Many fans, myself included, of the Marvel Cinematic Universe went into the screening of Venom with cautious optimism. Okay, Venom is technically part of the Sony Marvel Universe, but that detail seemed to me to not matter much.
After all Tom Hardy is the lead, and as anyone who has seen his turns in Dark Knight Rises (2012) (on the other side of the comic divide), The Revenant (2015) or the brilliant Inception (2010) knows is one of Britain’s finest actors. Director Ruben Fleischer’s record is more spotted. He followed up the excellent Zombieland (2009) with the lacklustre 30 Minutes or Less (2011) and Gangster Squad (2013). Still, the MCU has, thus far, proven itself to be the king of cinematic superhero antics, able to bring out the best elements of their central characters. In Eddie Brock/ Venom that pool of material is deep. I was set to enjoy two hours of action-packed comedic web (slime) swinging. I am truly sorry to say I was disappointed.
Before the knives come out I should first clarify something. Tom Hardy is the best thing about this movie. His performance as Brock is actually quite good buy is let down by an awful script containing cringy dialogue that you would never hear coming from his comic-book self. Similarly, Riz Armed who takes on the villainous role of Carlton Drake also does an OK job but lacks any real threat.

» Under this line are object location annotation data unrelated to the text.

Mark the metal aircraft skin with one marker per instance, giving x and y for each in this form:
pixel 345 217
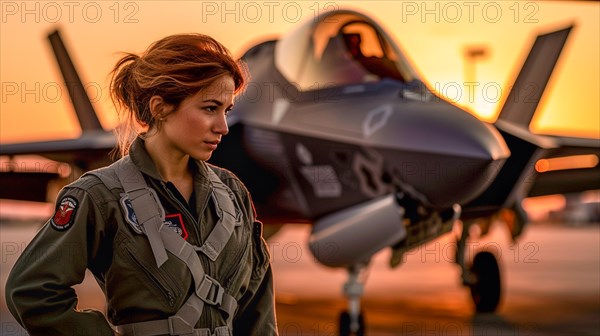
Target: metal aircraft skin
pixel 335 129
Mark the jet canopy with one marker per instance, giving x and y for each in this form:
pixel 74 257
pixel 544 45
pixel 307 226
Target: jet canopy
pixel 339 48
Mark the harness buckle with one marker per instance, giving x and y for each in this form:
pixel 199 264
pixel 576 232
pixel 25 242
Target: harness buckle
pixel 177 326
pixel 210 291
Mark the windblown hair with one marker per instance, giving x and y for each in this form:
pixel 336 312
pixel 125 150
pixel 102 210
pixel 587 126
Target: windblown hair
pixel 174 68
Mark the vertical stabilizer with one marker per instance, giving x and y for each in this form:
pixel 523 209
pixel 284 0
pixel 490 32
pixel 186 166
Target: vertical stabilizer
pixel 88 120
pixel 531 82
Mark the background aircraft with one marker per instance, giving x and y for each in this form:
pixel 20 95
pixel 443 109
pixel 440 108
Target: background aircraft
pixel 369 155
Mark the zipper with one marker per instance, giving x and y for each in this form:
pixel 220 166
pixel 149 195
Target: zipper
pixel 154 280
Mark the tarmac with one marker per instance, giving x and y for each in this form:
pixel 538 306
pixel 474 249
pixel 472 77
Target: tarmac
pixel 551 285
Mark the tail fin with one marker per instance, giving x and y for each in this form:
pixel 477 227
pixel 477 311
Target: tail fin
pixel 88 119
pixel 525 94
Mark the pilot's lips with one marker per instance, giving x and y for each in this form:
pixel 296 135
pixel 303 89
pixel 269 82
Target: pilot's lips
pixel 212 144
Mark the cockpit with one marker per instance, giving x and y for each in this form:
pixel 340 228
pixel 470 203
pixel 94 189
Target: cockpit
pixel 339 48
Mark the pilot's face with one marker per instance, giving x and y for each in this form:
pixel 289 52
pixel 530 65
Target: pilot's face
pixel 199 123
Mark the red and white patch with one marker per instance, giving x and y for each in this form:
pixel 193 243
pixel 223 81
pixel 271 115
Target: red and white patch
pixel 65 213
pixel 175 223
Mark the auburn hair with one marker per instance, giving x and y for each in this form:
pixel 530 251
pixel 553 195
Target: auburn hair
pixel 174 68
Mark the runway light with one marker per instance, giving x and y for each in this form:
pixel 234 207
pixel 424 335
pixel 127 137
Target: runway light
pixel 567 162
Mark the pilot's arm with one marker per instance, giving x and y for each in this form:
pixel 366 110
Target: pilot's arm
pixel 256 315
pixel 256 312
pixel 39 289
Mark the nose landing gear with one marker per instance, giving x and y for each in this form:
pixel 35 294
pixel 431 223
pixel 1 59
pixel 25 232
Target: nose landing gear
pixel 352 321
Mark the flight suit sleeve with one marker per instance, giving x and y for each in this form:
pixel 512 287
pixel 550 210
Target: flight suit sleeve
pixel 256 314
pixel 39 290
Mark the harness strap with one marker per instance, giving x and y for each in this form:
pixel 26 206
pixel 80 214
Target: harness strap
pixel 219 236
pixel 147 207
pixel 156 328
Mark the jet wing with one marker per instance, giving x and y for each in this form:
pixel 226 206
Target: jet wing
pixel 572 166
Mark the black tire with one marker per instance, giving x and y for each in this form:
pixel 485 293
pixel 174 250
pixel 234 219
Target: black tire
pixel 487 289
pixel 345 325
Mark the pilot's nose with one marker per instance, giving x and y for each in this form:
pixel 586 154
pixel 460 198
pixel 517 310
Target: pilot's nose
pixel 220 126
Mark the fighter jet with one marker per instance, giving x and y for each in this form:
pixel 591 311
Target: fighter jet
pixel 337 130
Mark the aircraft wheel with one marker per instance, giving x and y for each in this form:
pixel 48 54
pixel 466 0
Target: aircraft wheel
pixel 345 325
pixel 486 289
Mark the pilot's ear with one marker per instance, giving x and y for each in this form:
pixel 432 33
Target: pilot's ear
pixel 158 108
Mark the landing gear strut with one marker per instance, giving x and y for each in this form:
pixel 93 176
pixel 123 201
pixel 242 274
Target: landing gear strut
pixel 482 277
pixel 352 321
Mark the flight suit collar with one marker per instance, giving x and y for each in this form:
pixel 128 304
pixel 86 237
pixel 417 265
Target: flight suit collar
pixel 140 157
pixel 202 187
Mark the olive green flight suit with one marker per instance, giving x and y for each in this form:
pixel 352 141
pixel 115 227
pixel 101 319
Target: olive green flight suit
pixel 92 228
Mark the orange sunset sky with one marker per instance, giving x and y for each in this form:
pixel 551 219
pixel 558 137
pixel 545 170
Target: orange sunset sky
pixel 433 34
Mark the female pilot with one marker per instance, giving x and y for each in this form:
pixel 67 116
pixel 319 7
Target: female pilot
pixel 172 240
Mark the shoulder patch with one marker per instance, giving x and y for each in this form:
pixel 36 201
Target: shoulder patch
pixel 130 216
pixel 175 223
pixel 65 213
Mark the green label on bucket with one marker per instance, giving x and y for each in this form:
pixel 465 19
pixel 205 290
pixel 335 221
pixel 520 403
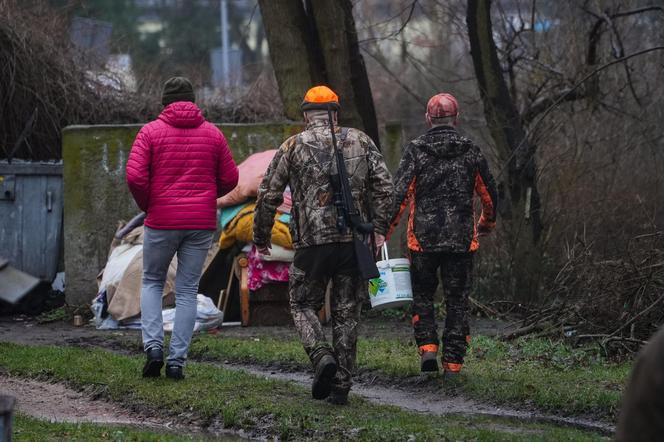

Perhaps it is because of his other roles but there is something about the nature of Ahmed that doesn’t scream villain. As such his impact as the films main antagonist is limited until the films third act where the film does redeem itself. The dynamic between Brock and his ex-fiancé Anna Weying (Michelle Williams) is paper thin and lacking the kind of affectionate quirkiness you get from the comics. Williams is but one of the many secondary characters underused in the film.
It is admittedly difficult to make a stand-alone film work without the wider ensemble. Last years Logan being an exception. Watching the film, I couldn’t help but wish that Brock had a more balanced counter point to help him resist the infection. In other words, he/we needed some Spider-Man. Tom Holland would have been the perfect onscreen dynamic with Hardy and an opportunity feels missed. The film is too…messy. Too brash, noisy and disorganised. We as the audience should have been rooting for someone or anticipating some big clash. Instead all we got was a sort of badly planned out indoor rollercoaster. Full of bright lights, flashes and special effects splurges, the film untimely leaves one feeling unsatisfied.
The film is fine for what it is, and it doesn’t totally fail the character like the awful Spider-Man 3 (2007) did. Overall, it is passable but frustrating because it could have been much better with a more refined story. Four quick final points going forward. Change director. Bring in Marvel Netflix writers. Keep Hardy as Brock, and use your best asset – Spider-Man.